Having banger ‘It Changes’ follow is an absolute treat. It’s got the trademark Amber Arcades sound (and it took me a while to warm up to that), but somehow with more verve than ever before. There’s kraftige Krautrock motorik and swirling guitars, like War on Drugs without the pathos and with much better tunes. The title is vaguely ironic; the music doesn’t change that much – indeed, even the lyrics are a pretty constant repetition of “oohwaaa it changes”. It’s a track like Gaussian white noise: the average is constant, but it’s the tiny, random fluctuations that are interesting.
The other three tracks on Cannonball haven’t been released before and take a slightly different direction. Down-tempo, with occassional support from male vocals, some might call it ‘dream pop’. Here, my problems with Amber Arcades, and especially De Graaf’s voice, resurface. It’s funny, because her voice is so recognisable, and normally that’s a good thing. But with De Graaf, there’s something substance-less about it that I haven’t learned to love yet. Like grabbing water. Compare that to the body of Trish Keenan’s voice, for example. Both ‘Wouldn’t Even Know’ and ‘Can’t Say That I Tried’ (what negative titles, by the way) fail to convince me, then, although I could see the latter grow on me.

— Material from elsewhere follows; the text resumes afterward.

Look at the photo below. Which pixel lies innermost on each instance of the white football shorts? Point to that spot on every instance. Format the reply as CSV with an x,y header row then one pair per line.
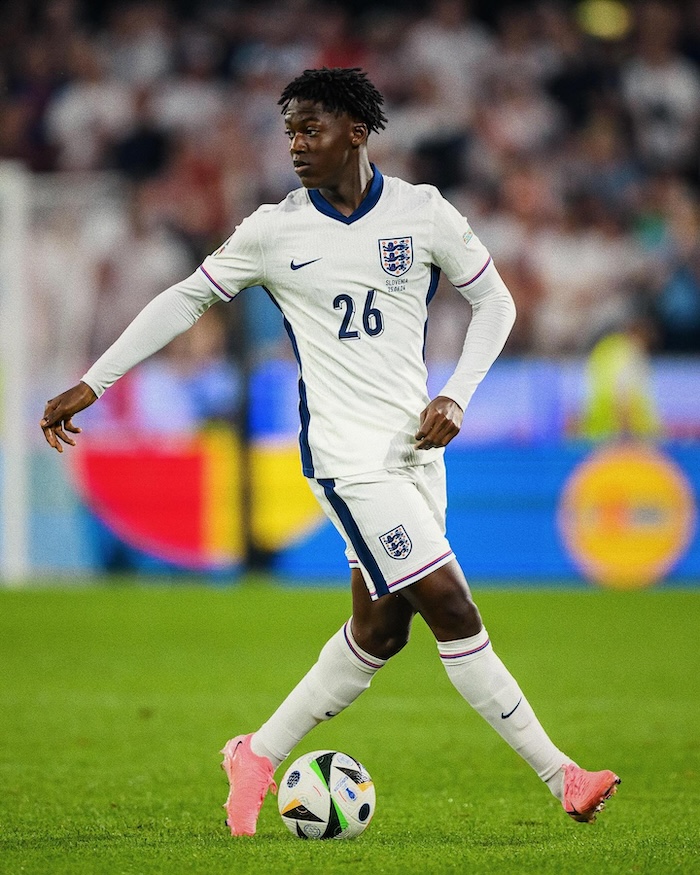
x,y
393,523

Much the same applies to ‘Cannonball’, but there’s something unnoticably different. Again, a comparison to water is appropriate, but here it’s not its slipperiness but its brightness, the sonically pleasing little splash from dropping a trinklet in the water. I’m still sensing a lack of tunes, but I would like to hear Amber Arcades drop their guitars more often to see where it leads.